Radicals are expressions that involve roots, typically square roots. A square root of a number is a value that, when multiplied by itself, gives the original number. For example,

• The square root of 9 is 3 because \(3 \times 3 = 9\).
• The radical symbol, \(\sqrt{}\), is used to denote square roots and other roots like cube roots, fourth roots, etc.

In our exercise, we have \(\sqrt{7}\), which represents the square root of 7. Keep in mind that a radical expression like this keeps its simplified form unless you are directed to approximate or further simplify it in a specific context.
Radicals can be thought of as a way to "undo" raising something to a power. They are a fundamental part of algebra, often appearing in various calculations.
Understanding how to manipulate radicals is essential for simplifying expressions and solving equations that involve these terms.

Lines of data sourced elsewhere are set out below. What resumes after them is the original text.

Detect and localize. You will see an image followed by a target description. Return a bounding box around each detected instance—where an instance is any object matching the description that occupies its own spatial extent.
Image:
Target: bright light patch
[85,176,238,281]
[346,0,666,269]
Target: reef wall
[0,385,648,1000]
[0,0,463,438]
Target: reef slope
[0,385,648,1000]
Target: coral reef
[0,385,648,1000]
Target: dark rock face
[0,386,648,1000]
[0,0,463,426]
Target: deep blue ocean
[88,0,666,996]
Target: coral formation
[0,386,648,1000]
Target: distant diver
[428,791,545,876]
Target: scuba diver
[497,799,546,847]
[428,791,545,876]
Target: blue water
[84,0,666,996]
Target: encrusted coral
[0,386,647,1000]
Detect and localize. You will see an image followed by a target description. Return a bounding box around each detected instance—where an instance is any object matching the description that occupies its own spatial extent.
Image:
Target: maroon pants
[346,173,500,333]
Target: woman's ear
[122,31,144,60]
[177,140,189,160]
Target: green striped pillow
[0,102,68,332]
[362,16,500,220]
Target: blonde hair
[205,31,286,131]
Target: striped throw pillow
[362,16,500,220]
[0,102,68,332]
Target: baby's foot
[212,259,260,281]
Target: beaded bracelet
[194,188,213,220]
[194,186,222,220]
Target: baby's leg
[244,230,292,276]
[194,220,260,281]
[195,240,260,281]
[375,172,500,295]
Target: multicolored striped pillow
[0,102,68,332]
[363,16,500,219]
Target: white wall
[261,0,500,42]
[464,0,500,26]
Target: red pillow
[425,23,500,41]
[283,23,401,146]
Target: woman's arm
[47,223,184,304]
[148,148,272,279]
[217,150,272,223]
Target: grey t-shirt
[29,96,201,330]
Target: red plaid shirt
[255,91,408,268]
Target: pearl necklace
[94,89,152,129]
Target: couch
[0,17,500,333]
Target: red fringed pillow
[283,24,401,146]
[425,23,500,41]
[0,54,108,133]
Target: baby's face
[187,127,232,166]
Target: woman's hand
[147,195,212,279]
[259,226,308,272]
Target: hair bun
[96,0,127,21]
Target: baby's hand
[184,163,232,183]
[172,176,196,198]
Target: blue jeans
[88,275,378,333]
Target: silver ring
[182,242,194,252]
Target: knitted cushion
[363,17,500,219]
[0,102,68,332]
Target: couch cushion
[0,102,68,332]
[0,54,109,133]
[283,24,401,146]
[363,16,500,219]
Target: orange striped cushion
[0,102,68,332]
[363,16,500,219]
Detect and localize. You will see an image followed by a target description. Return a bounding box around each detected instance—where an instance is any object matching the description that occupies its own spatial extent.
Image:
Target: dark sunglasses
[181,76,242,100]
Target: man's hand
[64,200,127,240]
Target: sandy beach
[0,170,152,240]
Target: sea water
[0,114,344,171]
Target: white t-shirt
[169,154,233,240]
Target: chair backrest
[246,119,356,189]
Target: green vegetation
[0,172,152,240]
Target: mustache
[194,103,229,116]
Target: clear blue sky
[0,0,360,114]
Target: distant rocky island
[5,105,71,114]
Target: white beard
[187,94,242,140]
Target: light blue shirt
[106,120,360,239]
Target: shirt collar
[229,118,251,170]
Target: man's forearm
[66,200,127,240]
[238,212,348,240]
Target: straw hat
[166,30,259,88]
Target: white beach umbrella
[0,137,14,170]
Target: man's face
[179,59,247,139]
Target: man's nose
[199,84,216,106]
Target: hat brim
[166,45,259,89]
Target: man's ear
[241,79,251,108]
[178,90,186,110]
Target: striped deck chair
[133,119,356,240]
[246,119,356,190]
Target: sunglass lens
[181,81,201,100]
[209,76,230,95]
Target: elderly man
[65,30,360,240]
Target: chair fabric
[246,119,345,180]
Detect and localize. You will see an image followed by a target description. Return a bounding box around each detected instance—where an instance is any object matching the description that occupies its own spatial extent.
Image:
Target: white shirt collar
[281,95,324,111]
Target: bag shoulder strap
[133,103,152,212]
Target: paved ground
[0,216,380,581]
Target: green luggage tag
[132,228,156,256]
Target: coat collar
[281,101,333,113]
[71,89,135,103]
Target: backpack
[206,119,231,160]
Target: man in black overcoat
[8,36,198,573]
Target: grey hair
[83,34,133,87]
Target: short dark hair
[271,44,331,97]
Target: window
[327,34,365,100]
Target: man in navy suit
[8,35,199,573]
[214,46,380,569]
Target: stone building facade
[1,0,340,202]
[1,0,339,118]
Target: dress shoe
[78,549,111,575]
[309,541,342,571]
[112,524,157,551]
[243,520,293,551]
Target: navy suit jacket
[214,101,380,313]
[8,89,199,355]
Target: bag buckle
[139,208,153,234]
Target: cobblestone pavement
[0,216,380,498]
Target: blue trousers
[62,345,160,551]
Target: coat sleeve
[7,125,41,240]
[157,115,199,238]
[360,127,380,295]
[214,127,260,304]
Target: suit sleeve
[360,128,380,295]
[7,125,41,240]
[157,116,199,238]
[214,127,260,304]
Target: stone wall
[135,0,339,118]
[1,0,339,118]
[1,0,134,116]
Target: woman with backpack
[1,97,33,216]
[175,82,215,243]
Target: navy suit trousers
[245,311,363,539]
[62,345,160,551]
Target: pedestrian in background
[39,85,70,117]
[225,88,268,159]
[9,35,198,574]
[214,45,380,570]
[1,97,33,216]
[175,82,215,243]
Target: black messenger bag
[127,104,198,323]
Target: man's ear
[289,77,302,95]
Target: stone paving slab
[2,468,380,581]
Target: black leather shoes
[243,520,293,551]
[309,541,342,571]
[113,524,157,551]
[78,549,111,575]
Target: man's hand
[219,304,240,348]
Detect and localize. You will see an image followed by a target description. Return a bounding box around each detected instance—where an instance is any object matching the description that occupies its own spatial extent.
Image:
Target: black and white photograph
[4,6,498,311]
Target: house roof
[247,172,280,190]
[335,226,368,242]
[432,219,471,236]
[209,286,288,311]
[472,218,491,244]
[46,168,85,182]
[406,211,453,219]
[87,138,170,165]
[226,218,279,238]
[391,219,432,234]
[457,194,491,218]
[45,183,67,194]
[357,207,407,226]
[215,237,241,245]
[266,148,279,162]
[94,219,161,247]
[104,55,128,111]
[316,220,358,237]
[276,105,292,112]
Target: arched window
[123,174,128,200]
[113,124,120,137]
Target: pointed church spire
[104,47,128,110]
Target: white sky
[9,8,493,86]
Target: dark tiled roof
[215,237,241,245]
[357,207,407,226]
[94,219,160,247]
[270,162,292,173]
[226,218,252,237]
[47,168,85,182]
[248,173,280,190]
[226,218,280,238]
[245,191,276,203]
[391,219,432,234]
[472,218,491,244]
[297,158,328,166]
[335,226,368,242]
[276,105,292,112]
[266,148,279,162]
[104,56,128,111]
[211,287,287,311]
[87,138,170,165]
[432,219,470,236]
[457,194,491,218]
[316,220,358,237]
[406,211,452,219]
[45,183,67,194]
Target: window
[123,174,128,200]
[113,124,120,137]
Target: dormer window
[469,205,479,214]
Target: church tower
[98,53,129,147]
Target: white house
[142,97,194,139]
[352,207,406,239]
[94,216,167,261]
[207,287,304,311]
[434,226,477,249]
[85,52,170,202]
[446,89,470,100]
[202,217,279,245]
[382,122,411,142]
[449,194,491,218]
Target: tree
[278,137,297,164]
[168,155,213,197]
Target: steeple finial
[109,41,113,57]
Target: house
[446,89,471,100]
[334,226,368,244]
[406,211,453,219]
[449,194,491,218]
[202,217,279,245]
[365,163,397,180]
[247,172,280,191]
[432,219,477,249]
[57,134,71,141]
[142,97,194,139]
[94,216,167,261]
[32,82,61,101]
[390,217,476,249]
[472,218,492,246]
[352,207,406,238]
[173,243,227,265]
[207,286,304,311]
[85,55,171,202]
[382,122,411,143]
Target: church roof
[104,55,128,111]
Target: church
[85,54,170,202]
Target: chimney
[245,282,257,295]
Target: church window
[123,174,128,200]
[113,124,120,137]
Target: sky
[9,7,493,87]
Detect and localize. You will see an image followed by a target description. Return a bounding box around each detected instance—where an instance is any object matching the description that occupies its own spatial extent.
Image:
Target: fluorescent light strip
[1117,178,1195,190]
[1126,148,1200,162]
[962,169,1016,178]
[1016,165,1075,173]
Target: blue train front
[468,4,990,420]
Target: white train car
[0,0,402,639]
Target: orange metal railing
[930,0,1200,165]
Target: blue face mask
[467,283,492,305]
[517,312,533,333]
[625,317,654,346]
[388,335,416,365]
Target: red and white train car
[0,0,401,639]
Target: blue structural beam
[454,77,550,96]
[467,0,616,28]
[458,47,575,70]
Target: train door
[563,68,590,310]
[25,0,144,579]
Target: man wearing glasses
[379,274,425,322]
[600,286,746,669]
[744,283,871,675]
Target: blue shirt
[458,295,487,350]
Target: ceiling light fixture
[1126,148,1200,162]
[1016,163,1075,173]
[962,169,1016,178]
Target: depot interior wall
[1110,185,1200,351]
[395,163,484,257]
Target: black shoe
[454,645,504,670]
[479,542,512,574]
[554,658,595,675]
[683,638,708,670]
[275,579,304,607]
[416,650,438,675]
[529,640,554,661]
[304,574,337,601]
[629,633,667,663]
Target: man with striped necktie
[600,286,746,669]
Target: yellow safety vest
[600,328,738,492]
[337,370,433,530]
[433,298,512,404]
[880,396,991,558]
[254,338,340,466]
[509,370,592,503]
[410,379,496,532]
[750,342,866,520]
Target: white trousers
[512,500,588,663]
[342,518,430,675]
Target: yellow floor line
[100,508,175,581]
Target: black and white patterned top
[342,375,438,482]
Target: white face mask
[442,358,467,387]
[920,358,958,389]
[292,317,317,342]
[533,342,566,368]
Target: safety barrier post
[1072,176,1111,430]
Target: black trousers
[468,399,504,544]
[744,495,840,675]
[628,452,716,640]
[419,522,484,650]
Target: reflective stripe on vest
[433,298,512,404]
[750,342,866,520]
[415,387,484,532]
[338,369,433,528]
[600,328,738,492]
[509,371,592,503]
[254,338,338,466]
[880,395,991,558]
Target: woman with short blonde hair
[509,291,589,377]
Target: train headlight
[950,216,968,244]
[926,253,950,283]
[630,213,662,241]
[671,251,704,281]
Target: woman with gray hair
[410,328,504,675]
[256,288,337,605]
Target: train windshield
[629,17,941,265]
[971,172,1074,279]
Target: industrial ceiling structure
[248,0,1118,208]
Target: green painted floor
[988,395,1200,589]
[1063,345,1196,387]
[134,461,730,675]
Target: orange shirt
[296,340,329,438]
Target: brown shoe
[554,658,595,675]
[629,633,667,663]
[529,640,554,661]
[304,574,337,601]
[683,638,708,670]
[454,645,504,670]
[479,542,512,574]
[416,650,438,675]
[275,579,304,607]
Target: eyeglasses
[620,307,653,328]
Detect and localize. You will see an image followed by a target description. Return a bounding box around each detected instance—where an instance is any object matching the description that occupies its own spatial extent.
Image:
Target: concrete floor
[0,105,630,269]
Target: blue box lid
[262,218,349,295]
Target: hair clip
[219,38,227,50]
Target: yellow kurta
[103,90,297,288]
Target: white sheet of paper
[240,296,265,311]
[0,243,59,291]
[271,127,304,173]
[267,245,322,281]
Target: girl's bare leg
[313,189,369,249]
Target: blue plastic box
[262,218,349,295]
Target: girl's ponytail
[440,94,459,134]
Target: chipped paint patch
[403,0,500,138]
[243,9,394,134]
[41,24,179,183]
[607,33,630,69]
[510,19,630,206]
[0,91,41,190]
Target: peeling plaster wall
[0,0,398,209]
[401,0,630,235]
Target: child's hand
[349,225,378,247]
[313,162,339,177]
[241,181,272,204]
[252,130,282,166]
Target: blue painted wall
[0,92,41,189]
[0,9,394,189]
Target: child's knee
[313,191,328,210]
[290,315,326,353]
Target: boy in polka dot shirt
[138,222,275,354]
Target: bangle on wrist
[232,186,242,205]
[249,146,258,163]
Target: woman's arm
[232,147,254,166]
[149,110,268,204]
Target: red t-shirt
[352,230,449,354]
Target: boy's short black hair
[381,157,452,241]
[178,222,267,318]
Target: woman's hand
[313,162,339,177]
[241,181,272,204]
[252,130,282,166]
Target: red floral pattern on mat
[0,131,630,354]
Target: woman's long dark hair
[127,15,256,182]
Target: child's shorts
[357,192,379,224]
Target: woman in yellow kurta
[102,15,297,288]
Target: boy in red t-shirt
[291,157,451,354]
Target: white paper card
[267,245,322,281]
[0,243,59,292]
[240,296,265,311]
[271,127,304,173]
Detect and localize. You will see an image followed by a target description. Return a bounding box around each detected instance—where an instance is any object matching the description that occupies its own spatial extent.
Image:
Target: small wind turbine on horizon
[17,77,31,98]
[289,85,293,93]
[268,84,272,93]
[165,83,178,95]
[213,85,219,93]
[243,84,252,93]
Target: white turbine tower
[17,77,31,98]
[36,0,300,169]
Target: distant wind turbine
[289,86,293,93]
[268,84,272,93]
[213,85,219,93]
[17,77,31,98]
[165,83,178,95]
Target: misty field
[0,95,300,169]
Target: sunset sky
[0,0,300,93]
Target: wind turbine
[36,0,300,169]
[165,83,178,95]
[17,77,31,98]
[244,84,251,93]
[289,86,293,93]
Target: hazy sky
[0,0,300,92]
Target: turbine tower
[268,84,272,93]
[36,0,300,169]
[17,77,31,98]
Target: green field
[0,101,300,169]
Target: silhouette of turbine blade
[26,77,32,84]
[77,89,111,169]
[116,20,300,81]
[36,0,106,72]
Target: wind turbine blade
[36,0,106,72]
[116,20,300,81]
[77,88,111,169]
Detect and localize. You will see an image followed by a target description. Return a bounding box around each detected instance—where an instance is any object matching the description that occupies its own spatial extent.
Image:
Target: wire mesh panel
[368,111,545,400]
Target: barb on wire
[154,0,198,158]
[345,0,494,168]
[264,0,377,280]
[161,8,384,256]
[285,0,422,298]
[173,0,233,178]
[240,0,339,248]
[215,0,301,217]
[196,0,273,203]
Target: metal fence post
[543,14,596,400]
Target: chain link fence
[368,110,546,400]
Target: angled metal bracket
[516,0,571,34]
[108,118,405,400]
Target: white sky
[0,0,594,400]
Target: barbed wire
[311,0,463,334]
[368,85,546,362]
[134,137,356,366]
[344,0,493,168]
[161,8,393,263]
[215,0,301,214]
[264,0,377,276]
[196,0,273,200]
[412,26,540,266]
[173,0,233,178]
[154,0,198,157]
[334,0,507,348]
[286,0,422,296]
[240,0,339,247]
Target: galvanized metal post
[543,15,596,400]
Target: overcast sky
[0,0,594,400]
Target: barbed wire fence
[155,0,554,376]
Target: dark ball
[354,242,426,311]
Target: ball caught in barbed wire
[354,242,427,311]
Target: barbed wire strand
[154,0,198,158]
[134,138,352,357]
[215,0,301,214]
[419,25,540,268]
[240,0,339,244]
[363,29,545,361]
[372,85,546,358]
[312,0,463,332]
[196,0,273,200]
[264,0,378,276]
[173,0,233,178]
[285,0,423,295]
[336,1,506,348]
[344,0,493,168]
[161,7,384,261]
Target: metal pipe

Simplifying expressions means transforming a complex mathematical expression into a simpler one without changing its value. This often makes expressions easier to work with or understand. In many cases, it involves using operations and properties like the distributive property to combine like terms or to factor expressions.
In the given problem, we are using the distributive property to simplify the expression \(8\sqrt{7} + \sqrt{7}\). The distributive property allows you to "distribute" a common factor over a sum or difference, making it possible to group and combine terms effectively. The process begins with identifying any common factors in the terms you are working with. Here, the common factor is \(\sqrt{7}\).
So, applying the distributive property:

• Identify the common term, which is \(\sqrt{7}\).
• Rewrite the expression as \(\sqrt{7}(8+1)\).
• Simplify the terms inside the parentheses, which results in \(9\), giving us the final simplified expression \(9\sqrt{7}\).

This approach is very useful not only in simplifying but also in factoring and multiplying expressions in algebra.

Combining like terms is a central skill in algebra that involves summing terms with the same variable raised to the same power. Terms are considered "like" if all the variables in them are identical. The coefficients of these terms can be added or subtracted as needed.
In the current context, the "terms" are the radical terms \(8\sqrt{7}\) and \(\sqrt{7}\). Both terms share the radical \(\sqrt{7}\), making them like terms.
By identifying these like terms, you can use the distributive property to factor them neatly. This allows you to simplify the expression by gathering the coefficients:

• Add the coefficients of the like terms: \(8 + 1 = 9\).
• Thus, the expression becomes \(9\sqrt{7}\).

Using this method helps streamline more complex expressions throughout algebra and is a vital tool for keeping your work organized and simple. Combining like terms is an essential step in both simplifying and solving equations.